A Reforma da Previdência Social no Brasil é uma das prioridades da equipe do presidente da República eleito, Jair Bolsonaro. Em seu primeiro discurso como novo comandante do país, Bolsonaro disse que, entre outras medidas econômicas urgentes, estará a mudança do sistema previdenciário. E suas palavras foram reforçadas pelo seu futuro ministro da Economia, Paulo Guedes.

Diversas propostas foram ventiladas nos últimos dias. A primeira era a de retomar a votação da reforma este ano no Congresso, com alguns ajustes no texto proposto pela equipe econômica do atual presidente Michel Temer. A segunda foi a de desenhar uma nova proposta para ser votada nos primeiros dias de 2019.

E, na última quarta-feira (31), um novo projeto de reforma da Previdência chegou às mãos da equipe do futuro governo. Desenvolvida pelo economista Armínio Fraga, ex-presidente do Banco Central, e pelo especialista na área Paulo Tafner, o novo texto cria uma renda mínima para idosos, com um benefício universal sem limite de contribuição ou comprovação de renda; além da instituição da Previdência dos militares; a criação de fundos de pensões nos Estados, com a retirada do gasto com inativos da folha de pagamento estadual e a equiparação das previdências pública e privada em pouco mais de uma década. Segundo veiculado, as novas regras economizarão R$ 1,3 trilhão em dez anos.

Uma das polêmicas da mais recente proposta é a retirada dos benefícios previdenciários da Constituição Federal, que passariam ser detalhados em lei complementar. Segundo os economistas, a ideia é flexibilizar as regras para eventuais futuras mudanças, que podem ser necessárias pelo envelhecimento da população.

Na visão do professor da Universidade Federal do Paraná e autor de obras em Direito Previdenciário Marco Aurélio Serau Junior, em termos formais é possível a retirada dos benefícios da Constituição por meio de uma Proposta de Emenda Constitucional (PEC). “Formalmente, seria possível acrescentar alguma emenda à Constituição, mas do ponto de vista de conteúdo ou substancial, não seria possível, pois a medida contraria direitos fundamentais previstos pela própria Constituição, como a garantia da seguridade social. Ou seja, a matéria previdenciária faz parte da seguridade social, que não pode ser retirada da Carta Magna”, explica.

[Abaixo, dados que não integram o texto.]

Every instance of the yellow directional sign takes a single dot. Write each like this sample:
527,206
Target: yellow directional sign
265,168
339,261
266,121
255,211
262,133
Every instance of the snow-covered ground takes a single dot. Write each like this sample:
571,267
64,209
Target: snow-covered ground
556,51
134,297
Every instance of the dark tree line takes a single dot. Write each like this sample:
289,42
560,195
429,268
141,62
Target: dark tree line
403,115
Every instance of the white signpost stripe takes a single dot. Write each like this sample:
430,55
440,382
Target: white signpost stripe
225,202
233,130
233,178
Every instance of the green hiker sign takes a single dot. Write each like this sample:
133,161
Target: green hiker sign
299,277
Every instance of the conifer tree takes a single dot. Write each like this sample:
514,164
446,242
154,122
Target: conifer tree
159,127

Serau Junior reforça que a seguridade social, hoje, é um direito fundamental e, assim, a sua retirada do texto constitucional violaria o princípio da vedação do retrocesso social. “Não é possível propor uma PEC que violaria o próprio texto atual da Constituição. Além do que essa proposta violaria também diversos acordos e tratados internacionais do qual o Brasil faz parte, como, por exemplo, o Tratado 102 da OIT, o Pacto Internacional de Direitos Sociais e a Declaração Universal do Direitos Humanos, que protegem o os direitos sociais do cidadão”, alerta.

A nova proposta analisada pela equipe de Bolsonaro também estabeleceria uma regra única para todo o sistema, incluindo segurados do INSS, servidores, professores e trabalhadores rurais, além de fixar uma idade mínima para aposentadoria de 65 anos para homens e mulheres.

De acordo com Adriane Bramante, presidente do Instituto Brasileiro de Direito Previdenciário (IBDP), a idade mínima de 65 anos é muito alta para o cenário atual brasileiro. “Principalmente em um país continental como o nosso, no qual a expectativa de sobrevida é muito diferente de norte a sul. No entanto, é necessário ter uma idade mínima, mas que ela seja adequada à nossa realidade social. O ideal seria equiparar a idade mínima do regime geral àquela dos servidores públicos atualmente (55 anos mulher e 60 anos homem), criando uma regra de transição a partir dos 48 anos de idade (mulher) e 53 anos (homem); manter o direito dos trabalhadores rurais; manter a conversão da aposentadoria especial e não exigir para esta a idade mínima, Além disso, seria essencial criar uma regra de transição para aposentadoria especial, manter a integralidade e a paridade dos servidores públicos ingressados antes da EC 41/2003 e não ter gatilho na idade ao aumentar a expectativa de sobrevida do IBGE”, avalia.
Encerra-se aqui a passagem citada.